This is a pretty simple problem, because your system only stores a tiny bit of state—the number of coins.

Once we know the state, we know the behavior of your system from that point onward. Which means we can break your system down into simple problems, then add them up to find the average you want.

So we'll solve the simplest problem first: going from 5 to 6 coins.

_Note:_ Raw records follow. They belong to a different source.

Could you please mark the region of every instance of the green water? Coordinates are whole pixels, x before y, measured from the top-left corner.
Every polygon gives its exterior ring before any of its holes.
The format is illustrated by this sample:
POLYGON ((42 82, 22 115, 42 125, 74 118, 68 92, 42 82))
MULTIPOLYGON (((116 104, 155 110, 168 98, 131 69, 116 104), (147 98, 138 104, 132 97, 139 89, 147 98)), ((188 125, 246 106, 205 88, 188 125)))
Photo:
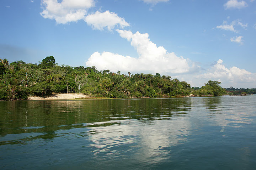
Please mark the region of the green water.
POLYGON ((256 96, 0 102, 1 169, 255 169, 256 96))

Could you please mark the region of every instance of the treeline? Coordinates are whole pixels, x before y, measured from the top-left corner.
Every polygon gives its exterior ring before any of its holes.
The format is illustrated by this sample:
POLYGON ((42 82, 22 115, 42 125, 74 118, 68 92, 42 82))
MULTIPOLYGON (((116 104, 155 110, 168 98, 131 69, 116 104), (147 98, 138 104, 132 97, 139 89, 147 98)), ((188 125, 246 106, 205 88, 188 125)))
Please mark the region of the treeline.
POLYGON ((256 94, 256 89, 240 88, 235 89, 233 87, 225 88, 229 95, 240 95, 243 94, 256 94))
POLYGON ((143 73, 128 75, 98 71, 95 67, 58 66, 48 56, 39 64, 21 60, 9 64, 0 62, 0 100, 27 100, 30 96, 44 96, 52 93, 84 93, 112 98, 158 97, 225 94, 220 82, 209 80, 201 88, 191 88, 185 81, 171 76, 143 73))

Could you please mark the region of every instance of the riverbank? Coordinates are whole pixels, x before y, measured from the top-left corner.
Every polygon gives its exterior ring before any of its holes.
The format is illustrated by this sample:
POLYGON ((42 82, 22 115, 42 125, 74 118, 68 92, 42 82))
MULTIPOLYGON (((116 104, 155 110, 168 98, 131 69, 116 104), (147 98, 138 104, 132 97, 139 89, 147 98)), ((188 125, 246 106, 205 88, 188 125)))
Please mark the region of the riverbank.
POLYGON ((28 97, 30 100, 72 100, 77 98, 91 98, 90 95, 85 95, 82 93, 80 94, 53 94, 50 96, 45 97, 32 96, 28 97))

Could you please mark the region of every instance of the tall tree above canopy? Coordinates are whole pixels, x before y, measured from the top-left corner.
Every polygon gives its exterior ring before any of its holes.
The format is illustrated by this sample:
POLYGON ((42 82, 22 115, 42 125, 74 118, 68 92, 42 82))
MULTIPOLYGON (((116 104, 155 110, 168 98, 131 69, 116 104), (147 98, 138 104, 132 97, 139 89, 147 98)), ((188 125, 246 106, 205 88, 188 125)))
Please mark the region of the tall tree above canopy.
POLYGON ((43 59, 42 62, 39 62, 42 68, 50 68, 57 64, 55 62, 55 59, 52 56, 48 56, 43 59))
POLYGON ((9 62, 8 60, 6 58, 4 58, 3 59, 1 59, 0 58, 0 61, 2 63, 4 64, 5 67, 7 67, 7 66, 9 64, 9 62))

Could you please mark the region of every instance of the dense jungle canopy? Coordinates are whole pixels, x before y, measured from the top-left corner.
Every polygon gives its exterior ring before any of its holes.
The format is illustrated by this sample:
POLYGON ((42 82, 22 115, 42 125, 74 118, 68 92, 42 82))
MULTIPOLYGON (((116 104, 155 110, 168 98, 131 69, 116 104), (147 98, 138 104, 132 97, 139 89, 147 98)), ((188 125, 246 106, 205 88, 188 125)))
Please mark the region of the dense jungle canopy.
POLYGON ((21 60, 9 64, 0 62, 0 100, 27 100, 29 96, 52 93, 84 93, 92 97, 111 98, 162 97, 195 96, 218 96, 226 94, 220 82, 209 80, 201 87, 191 87, 185 81, 156 73, 121 74, 118 71, 98 71, 94 67, 59 66, 48 56, 39 64, 21 60))

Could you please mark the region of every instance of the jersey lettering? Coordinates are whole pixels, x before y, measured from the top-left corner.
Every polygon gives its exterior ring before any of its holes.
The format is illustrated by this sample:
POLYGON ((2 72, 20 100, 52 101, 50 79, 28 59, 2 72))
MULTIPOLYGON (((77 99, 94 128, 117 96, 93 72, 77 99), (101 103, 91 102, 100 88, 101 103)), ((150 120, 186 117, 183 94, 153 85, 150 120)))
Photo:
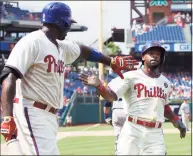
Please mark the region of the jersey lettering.
POLYGON ((142 91, 144 91, 144 97, 159 97, 164 100, 166 100, 166 93, 164 93, 164 90, 160 87, 153 87, 148 89, 147 86, 145 86, 142 83, 138 83, 134 85, 134 89, 137 90, 137 97, 140 98, 142 96, 142 91))
POLYGON ((58 60, 58 63, 56 63, 56 59, 52 55, 47 55, 44 58, 44 62, 48 62, 48 69, 47 72, 50 73, 52 66, 54 65, 54 73, 64 73, 64 62, 61 60, 58 60))

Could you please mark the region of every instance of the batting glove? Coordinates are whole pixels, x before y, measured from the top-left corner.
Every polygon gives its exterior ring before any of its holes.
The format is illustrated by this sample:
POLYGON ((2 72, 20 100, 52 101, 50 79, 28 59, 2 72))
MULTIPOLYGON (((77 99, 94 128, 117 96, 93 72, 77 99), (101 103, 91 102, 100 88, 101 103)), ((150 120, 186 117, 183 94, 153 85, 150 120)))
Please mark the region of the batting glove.
POLYGON ((135 66, 138 64, 139 63, 137 62, 137 60, 132 59, 132 56, 116 56, 115 58, 111 58, 110 66, 113 72, 117 73, 122 79, 124 79, 121 71, 137 70, 135 66))
POLYGON ((5 137, 6 142, 17 137, 17 128, 12 116, 5 116, 3 118, 1 134, 5 137))

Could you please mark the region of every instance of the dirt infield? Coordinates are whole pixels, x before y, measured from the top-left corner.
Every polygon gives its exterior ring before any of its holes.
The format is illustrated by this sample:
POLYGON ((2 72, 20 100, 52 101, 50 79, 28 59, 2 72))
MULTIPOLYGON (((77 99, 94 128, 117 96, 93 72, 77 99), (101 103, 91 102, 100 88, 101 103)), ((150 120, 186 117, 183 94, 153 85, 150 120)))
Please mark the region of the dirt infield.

Each time you try there is a \$1-(\frac{2}{6})^2\$ chance to transition (\$(\frac{2}{6})^2\$ is the chance for you not to transition—both dice land on a 5 or a 6, 2 chances in 6). As it happens, if you have an \$X\%\$ chance to do a transition, it takes on average \$\frac{100\%}{X\%}\$ times to do that transition.

So \$\frac{9}{8}\$ steps (or 1.125) on average.

Going from 4 to 5 takes \$\frac{1}{1-{(\frac{3}{6})}^2}\$ attempts on average, \$\frac{4}{3}\$ or 1.333...

And going from 4 to 6 takes 1.125 + 1.333… (the sum of the two above).

3 to 4 is \$\frac{1}{1-(\frac{4}{6})^2}\$ = \$\frac{9}{5}\$ or 1.8

2 to 3 is \$\frac{1}{1-(\frac{5}{6})^2}\$ is 3.27 or \$\frac{36}{11}\$.

So 3 to 6 takes \$\frac98 + \frac43 + \frac95 = \frac{511}{120}\$ or about 4.26 attempts on average.

And 2 to 6 takes \$\frac{511}{120} + \frac{36}{11} = \frac{9941}{1320} =\$ about 7.53 attempts.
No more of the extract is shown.